Como nos Estados Unidos tem-se um superlativo em cada esquina, o Alcázar chegou a ter a maior piscina interna do mundo no século 19, além de quadras de tênis e banhos turcos e russos. Hoje em dia, virou o Lightner Museum, dedicado a antiguidades e eletricidade.
Mesmo que você não saiba do passado como hotel, não é difícil adivinhar: os objetos estão espalhados pela mesma estrutura, o que significa que você vai passando por exposições entre as portas numeradas das suítes e pelos antigos corredores.
Uma bela proteção
Já deve ter ficado clara a diferença de Saint Augustine para as cidades mais típicas dos Estados Unidos. Mas, para jogar na cara de vez o quão encantadora é Saint Augustine dá para acrescentar algo nessa lista: o centro histórico totalmente andável com suas casas do século 17 — pois é, embora a cidade seja dos anos de 1500, boa parte das casas originais foi queimada em uma invasão dos piratas.
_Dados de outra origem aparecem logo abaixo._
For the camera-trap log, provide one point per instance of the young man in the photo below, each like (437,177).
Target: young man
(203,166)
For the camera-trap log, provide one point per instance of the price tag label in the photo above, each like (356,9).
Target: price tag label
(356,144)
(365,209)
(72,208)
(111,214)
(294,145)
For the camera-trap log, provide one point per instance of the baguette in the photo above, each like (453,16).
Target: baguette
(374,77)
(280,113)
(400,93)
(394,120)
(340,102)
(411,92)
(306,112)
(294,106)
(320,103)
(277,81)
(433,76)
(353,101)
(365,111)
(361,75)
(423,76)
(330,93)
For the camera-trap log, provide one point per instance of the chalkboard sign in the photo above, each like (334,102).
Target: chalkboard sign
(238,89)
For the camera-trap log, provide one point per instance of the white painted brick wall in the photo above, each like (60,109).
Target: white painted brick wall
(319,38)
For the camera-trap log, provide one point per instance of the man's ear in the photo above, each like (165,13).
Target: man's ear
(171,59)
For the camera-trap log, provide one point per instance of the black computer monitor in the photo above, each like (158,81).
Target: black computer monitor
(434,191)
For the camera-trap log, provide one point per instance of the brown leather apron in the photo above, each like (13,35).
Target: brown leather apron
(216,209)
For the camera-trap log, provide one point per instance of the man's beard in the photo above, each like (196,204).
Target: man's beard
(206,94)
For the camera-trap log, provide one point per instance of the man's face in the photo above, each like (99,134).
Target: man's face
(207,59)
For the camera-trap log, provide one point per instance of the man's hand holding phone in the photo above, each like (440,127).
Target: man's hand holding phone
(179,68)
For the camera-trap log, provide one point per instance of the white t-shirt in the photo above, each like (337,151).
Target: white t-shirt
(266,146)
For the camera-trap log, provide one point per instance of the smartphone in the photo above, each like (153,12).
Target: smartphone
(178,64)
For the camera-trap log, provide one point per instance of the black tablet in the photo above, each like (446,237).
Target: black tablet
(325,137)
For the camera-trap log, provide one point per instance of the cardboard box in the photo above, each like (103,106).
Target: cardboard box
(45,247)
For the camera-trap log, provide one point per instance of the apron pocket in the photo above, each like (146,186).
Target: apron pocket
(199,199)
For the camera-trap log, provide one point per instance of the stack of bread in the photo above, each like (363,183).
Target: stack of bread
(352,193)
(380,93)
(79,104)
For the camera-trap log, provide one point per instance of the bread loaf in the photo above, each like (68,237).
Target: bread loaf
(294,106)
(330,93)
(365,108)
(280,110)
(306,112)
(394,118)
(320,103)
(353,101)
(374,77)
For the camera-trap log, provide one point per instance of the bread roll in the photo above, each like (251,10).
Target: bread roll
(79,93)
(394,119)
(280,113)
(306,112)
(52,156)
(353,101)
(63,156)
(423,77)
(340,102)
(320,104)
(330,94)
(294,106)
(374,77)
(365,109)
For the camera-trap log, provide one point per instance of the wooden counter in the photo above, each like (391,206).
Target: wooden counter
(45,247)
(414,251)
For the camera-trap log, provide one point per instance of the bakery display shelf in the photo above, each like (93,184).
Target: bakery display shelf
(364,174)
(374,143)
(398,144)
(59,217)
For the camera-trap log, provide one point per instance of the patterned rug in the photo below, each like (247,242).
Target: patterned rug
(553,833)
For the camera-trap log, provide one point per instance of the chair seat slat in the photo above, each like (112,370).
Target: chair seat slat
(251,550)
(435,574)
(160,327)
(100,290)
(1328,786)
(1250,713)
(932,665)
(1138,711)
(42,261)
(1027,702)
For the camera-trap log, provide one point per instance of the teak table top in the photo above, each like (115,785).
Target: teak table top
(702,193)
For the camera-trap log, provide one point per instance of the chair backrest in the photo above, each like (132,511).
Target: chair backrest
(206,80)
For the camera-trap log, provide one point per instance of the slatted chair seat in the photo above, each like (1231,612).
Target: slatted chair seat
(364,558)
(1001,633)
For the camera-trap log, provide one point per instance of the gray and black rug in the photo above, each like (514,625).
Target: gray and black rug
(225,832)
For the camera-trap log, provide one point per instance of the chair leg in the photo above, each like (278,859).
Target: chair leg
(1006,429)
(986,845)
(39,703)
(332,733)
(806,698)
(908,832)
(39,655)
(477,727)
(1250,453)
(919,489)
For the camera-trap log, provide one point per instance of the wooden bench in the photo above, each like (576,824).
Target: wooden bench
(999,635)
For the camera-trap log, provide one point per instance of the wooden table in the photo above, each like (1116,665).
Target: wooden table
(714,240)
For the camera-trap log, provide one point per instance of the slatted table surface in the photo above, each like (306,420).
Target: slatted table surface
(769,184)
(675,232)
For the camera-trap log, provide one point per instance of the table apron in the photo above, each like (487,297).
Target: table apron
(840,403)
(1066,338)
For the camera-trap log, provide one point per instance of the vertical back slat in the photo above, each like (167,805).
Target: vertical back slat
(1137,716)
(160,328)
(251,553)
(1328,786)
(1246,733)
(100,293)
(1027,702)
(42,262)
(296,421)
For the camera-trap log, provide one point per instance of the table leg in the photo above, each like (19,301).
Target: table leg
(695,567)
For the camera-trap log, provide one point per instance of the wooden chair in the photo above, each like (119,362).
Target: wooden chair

Ao contrário da maioria das cidades do país, é mais fácil e prático deixar o carro na garagem do hotel. Seguindo (a pé, claro) da praça principal pela rua do agito, a St. George, você chegará no símbolo de Saint Augustine: o Castillo de San Marcos, forte com tudo o que se tem direito: ponte, fosso, canhões e a vista para o mar.
O forte não é uma estrutura com um passado e ponto, sem vida. No topo, foram colocados até bancos como os de praças porque não tem quem não queira mesmo passar um bom tempo sobre o forte de pedras só vendo o mar.
A posição escolhida foi estratégica para permitir que os soldados avistassem todo o horizonte e possíveis invasões dos britânicos. Hoje em dia, os turistas têm a mesma visão panorâmica dos soldados de séculos atrás, com a diferença que agora é sem preocupação.
Exposições no forte contribuem para todo mundo imaginar as cenas de outros séculos por lá: mostram a rotina dos soldados, como o alojamento original, objetos e os muros rabiscados por eles com mensagens e desenhos.
Saint Augustine do alto
Embora o Castillo de San Marcos marque Saint Augustine, há mais um forte não tão conhecido, mas com uma visita tão interessante quanto: o Fort Matanzas National Monument. Foi construído em 1740 pelos espanhóis na margem do Rio Matanzas como forma de bloquear mais uma possível entrada dos invasores — ou viriam por mar ou por rio.
Só é acessível de barco e, por isso, a ida até lá acaba sendo também um gostoso passeio, que fica ainda melhor por ser tudo gratuito: tanto o barco quanto a entrada no monumento, sempre guiada.
Como tantas outras construções de Saint Augustine, as paredes são feitas de coquina, uma rocha compactada feita de conchas e fósseis que acaba sendo a cara da cidade. O forte é mais um com um visual lindo para o rio, mas nada se compara à vista do topo do Farol de Saint Augustine, esse mais perto da praia do que do centro histórico.
Você deve ir preparado para subir 219 degraus até o topo do farol de 1874, construído no lugar do original de 1565. Como os americanos sabem fazer turismo, nem dá para sentir a subida: a cada andar eles incluíram placas divertidas com curiosidades sobre o farol.
Do alto, ao ar livre, enfim você vai entender (e, principalmente admirar) toda a geografia de Saint Augustine: a cidade mais antiga dos Estados Unidos continental, construída entre o rio e o mar, entre florestas protegidas e dunas, que se tornou um pedaço tão especial dos Estados Unidos.